My electricity is billed every two months, but I set up monthly budget payments. The monthly payments go into a “prepaid expenses” account and the expenses come out of that account when I’m billed every two months.
Motor Vehicle Expenses:
You can deduct motor vehicle expenses in the following circumstances:
If you own one rental property:
You can deduct reasonable motor vehicle expenses if you
meet all the following conditions:
– you receive income from only one rental property that is in the general area where you live;
– you personally do part, or all, of the necessary repairs and maintenance on the property; and
– you have motor vehicle expenses to transport tools and materials to the rental property.
You cannot deduct motor vehicle expenses you incur to collect rents. These are personal expenses.
If you own two or more rental properties:
In addition to the expenses listed above, you can deduct reasonable motor vehicle expenses you incur to do any of the following:
– collect rents;
– supervise repairs; and
– generally manage the properties.
This applies whether your rental properties are located in or outside the general area where you live. However, your rental properties have to be located in at least two different sites away from your principal residence.
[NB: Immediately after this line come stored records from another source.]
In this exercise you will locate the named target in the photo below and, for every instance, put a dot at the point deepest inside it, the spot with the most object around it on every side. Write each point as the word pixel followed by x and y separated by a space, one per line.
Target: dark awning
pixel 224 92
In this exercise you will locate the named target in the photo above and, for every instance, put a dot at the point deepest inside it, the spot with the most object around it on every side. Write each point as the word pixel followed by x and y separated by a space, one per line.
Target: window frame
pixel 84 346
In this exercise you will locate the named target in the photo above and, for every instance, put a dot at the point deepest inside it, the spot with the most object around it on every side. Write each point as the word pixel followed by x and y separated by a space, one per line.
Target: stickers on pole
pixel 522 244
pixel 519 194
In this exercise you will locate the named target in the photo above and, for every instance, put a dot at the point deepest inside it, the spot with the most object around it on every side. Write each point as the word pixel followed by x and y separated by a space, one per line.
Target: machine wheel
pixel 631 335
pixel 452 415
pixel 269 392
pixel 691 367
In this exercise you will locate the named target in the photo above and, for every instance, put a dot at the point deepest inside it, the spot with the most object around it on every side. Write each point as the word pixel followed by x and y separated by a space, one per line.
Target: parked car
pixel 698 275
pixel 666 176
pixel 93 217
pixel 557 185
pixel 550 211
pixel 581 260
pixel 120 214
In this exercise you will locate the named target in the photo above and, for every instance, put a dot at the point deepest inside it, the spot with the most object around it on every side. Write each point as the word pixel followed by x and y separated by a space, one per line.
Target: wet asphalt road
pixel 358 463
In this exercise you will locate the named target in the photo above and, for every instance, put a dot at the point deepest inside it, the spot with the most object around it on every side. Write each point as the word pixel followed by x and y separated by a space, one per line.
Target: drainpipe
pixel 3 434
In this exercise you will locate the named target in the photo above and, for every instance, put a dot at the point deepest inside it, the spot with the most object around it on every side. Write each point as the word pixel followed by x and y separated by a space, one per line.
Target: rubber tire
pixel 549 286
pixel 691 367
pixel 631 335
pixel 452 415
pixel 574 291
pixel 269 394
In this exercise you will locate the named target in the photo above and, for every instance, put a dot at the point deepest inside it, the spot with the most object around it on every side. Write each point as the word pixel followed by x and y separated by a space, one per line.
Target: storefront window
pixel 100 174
The motor vehicle expenses that we consider to be reasonable depend on the circumstances of your situation.
Let’s say you drove 30,000 kms in a year, and 6,000 kms were related to managing your properties, then 20% (6,000 / 30,000) of your driving was related to earning rental income. Therefore, you should be able to deduct 20% of you total motor vehicles expenses.
You have to follow a couple of rules in order to do this, however. You must record the odometer reading at the start and end of the tax year in order to come up with the total kms driven throughout the year. You must also record the kms you drove to manage your properties in a daily log. You must have receipts for all of your motor vehicle expenses, such as: fuel and oil, license and registration, insurance, maintenance and repairs, and the interest portion of finance payments (you can’t deduct the principle portion, but you can depreciate it).
I try to use the same credit card for all of these types of purchases so I can verify the totals at year end. You can buy a handy little log book designed especially for this and you can record everything in there.
Other Expenses:
On this line, include the total amount of other expenses you incur to earn rental income and that you have not included on a previous line of Form T776. Some of these items might include landscaping costs, lease cancellation payments, and condominium fees.